Hospital Wastewater (HWW) is a well known and common source of some very lethal disinfectant- and antibiotic-resistant pathogens. Even with the best measures of hospital care worker (HCW) cleanliness and aseptic technique they have been seen to persist on surfaces and in fixtures, and to compomise already infirm patients, long after the original colonisation of the pathogen.

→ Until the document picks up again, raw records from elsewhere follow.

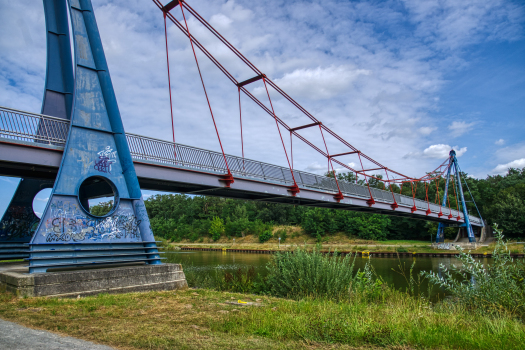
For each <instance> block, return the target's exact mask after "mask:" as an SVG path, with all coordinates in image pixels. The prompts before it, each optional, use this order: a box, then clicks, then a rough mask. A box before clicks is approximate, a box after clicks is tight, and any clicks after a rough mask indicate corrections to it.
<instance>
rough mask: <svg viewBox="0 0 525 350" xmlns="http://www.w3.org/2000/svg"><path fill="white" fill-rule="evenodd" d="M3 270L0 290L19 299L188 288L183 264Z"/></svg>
mask: <svg viewBox="0 0 525 350" xmlns="http://www.w3.org/2000/svg"><path fill="white" fill-rule="evenodd" d="M2 270H3V271H0V290H5V291H8V292H11V293H14V294H16V295H17V296H19V297H37V296H54V297H77V296H79V295H80V296H87V295H97V294H100V293H129V292H142V291H155V290H172V289H180V288H186V287H187V286H188V284H187V282H186V277H185V275H184V271H183V270H182V266H181V265H180V264H161V265H140V266H121V267H113V268H101V269H86V270H74V271H61V272H46V273H33V274H29V273H27V271H24V270H25V269H24V268H23V267H22V266H21V265H13V266H12V268H11V269H2Z"/></svg>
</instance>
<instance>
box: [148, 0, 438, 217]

There have been many hundreds of reports of outbreaks related to HWW pathogens in hospitals, mostly in ICU and NICU units, over the last four decades. However, and somewhat incredibly, some systematic reviews have shown that while incidents have increased in almost every other country during the last decade, reports from NHS hospitals have declined to, in some cases, zero. With some studies failing to identify any reports of outbreaks in the UK since 1989 (e.g.: Hu & Robinson, 2010). It would be incredible (meaning not credible) to think that they are occuring everywhere else in the world EXCEPT the UK. This suggests that doctors in the UK are either: (i) failing to test for cases; (ii) failing to identify cases; (iii) failing to report and document cases; (iv) failing to publish such reports; or (v) an institutional policy to cover up the existence of some outbreaks.
That the final imputation from the prosecution barrister and the response he clearly intended the jury to hear1 were intended to mislead the jury into believing that if a HWW incident occured in the area next door to the neonatal unit, this could not lead to transferance of potentially harmful pathogens into the neonatal unit. As we will see as my series of articles progresses, this is not the case. The ways in which some HWW pathogens can be unwittingly transferred across hospital campuses, and even between hospitals, is simply mindboggling.
In the next article we will consider the most frequent and therefore most likely pathogens that can colonise a hospital ward, especially as it relates to HWW. Over the course of the next couple of articles we will look at research that shows that HWW pathogens colonise neonatal units more frequently than any other part of the hospital, that they infect premature and underweight babies more often than any other patient, and consider the pathophysiology of HWW pathogen infection and compare it to the signs and symptoms described by the medical witnesses in Lucy’s case.
The next post in this series can be found here
It is commonly taught in legal schools that you don’t ask a question you don’t already know the answer to. In this case the response received from Mr Mansutti was very likely the response Mr Johnson intended the jury to hear.